Youth body calls for inclusive voter, civic education – Capital Radio Malawi
23 May, 2024

Youth body calls for inclusive voter, civic education

Mumba: We must prioritize the inclusion of marginalized voices

A Mzuzu-based youth organization Apause Malawi has called on the Malawi Electoral Commission (MEC) to come up with a specific arrangement in voter and civic education that target people with disabilities ahead of the 2025 polls.

Apause Malawi executive director, Peter Mumba’s call comes after noting that in most cases people with disabilities specifically those with visual and hearing impairments are left behind in programming.

The call to action, articulated by Mumba underscores a critical gap in current programming, particularly concerning individuals with visual and hearing impairments.

Mumba highlights the pressing need for inclusive strategies, emphasizing that individuals with these disabilities are often overlooked in traditional voter and civic education initiatives.

“People with disabilities are well-organized, with established networks and associations,” Mumba stated. It is imperative that we engage them directly with them to ensure their voices are heard.

“We must prioritize the inclusion of marginalized voices,” Mumba emphasized. It is not enough to simply accredit numerous organizations; we must evaluate our outreach efforts to ensure no one is left behind,” he said.

Mumba’s advocacy is rooted in a recognition of systematic challenges, including resource limitations and insufficient targeting in existing voter education efforts. He stressed the importance of accrediting organizations specifically representing people with disabilities, allowing for tailored communication methods such as Braille and sign language.

“There must be diversification in accredited organizations for voter and civic education. “We need to ensure that all individuals, regardless of disability, have access to vital information necessary for exercising their democratic rights, Mumba asserted.”

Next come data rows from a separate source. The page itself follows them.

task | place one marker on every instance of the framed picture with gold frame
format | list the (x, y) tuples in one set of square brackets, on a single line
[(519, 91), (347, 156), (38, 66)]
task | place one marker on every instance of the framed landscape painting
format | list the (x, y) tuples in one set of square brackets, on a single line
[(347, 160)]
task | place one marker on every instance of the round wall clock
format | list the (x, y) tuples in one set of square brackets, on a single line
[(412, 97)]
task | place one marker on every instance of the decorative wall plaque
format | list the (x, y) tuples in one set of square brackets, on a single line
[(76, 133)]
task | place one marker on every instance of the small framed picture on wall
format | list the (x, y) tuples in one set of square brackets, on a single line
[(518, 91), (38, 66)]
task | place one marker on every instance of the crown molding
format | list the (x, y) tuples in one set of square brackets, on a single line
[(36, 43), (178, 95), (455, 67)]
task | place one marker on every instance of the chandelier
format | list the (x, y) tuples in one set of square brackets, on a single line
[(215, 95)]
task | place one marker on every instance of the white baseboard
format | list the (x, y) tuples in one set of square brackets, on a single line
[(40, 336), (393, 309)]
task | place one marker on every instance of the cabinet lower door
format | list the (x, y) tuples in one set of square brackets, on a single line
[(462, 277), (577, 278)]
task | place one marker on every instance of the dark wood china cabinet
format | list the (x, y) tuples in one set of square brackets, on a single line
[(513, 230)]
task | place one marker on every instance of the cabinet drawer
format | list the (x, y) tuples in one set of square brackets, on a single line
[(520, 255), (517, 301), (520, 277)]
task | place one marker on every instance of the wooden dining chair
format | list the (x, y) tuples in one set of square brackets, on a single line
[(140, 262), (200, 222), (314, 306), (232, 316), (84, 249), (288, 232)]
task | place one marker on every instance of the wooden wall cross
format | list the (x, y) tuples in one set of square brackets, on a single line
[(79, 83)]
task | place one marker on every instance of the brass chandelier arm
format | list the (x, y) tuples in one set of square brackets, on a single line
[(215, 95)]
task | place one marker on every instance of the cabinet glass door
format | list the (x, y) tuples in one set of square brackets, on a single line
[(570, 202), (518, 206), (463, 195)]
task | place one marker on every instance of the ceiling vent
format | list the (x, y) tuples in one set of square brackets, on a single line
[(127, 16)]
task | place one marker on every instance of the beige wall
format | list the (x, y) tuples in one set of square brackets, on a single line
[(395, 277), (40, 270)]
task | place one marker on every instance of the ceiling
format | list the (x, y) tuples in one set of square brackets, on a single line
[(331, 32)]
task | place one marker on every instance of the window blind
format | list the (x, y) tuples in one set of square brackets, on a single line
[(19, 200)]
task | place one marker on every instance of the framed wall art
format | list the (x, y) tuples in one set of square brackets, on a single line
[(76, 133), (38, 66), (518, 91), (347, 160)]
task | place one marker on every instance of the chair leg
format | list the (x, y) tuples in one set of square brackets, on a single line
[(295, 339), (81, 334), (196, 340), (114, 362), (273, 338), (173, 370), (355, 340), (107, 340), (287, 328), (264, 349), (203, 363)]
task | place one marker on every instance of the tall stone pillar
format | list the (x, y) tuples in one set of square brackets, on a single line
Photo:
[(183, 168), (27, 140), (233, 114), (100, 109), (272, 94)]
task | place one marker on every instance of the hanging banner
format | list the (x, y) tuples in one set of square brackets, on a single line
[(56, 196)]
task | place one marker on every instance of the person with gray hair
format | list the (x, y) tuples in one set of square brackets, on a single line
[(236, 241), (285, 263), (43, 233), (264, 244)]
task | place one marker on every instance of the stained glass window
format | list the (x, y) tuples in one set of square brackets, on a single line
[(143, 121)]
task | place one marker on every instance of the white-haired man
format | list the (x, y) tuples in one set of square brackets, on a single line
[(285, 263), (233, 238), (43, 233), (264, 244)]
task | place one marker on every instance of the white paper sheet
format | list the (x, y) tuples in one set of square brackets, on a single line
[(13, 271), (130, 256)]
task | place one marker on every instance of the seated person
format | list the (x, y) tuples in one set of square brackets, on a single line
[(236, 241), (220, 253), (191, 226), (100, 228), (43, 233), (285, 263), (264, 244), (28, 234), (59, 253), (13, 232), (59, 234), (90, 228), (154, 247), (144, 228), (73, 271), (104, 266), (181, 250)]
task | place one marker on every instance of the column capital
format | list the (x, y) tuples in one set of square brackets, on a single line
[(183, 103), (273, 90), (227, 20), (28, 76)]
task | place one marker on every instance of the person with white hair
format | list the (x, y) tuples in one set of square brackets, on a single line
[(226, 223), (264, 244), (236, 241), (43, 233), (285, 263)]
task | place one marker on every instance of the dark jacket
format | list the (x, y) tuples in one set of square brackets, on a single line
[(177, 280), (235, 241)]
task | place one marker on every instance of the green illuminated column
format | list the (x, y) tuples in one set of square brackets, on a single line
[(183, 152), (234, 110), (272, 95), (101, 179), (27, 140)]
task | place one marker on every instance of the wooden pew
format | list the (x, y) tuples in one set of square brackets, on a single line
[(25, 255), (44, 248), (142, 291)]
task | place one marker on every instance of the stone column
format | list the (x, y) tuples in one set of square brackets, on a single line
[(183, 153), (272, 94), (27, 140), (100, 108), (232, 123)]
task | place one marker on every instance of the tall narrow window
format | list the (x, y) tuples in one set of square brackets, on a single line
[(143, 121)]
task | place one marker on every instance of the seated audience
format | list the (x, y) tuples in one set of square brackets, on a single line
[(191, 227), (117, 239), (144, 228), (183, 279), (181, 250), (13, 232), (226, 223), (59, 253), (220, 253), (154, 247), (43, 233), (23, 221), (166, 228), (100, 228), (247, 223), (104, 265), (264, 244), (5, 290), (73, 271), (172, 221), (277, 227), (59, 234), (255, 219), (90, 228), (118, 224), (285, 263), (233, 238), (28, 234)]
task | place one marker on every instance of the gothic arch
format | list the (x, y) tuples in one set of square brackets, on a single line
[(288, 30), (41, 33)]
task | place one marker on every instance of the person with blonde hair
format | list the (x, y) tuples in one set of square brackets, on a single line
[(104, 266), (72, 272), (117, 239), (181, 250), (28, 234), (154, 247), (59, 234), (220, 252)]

He added; “It is a question of trying to include the minority, the people who do not have the voice. You know such kind of people cannot speak for themselves, so these are the people that we also need to prioritize more so that they have all the information that we are talking about.”

While MEC’s director of media and public relations Sangwani Mwafulirwa did not respond to our question on inclusivity, he was recently quoted by the Malawi News Agency (MANA), where he affirmed the electoral body’s commitment to equitable participation in the electoral process.

“No one should fail to participate in the 2025 elections because of disability. We will design messages targeting all people, considering their type of disability and people with visual and hearing impairments will benefit from these messages,” Mwafulirwa was quoted.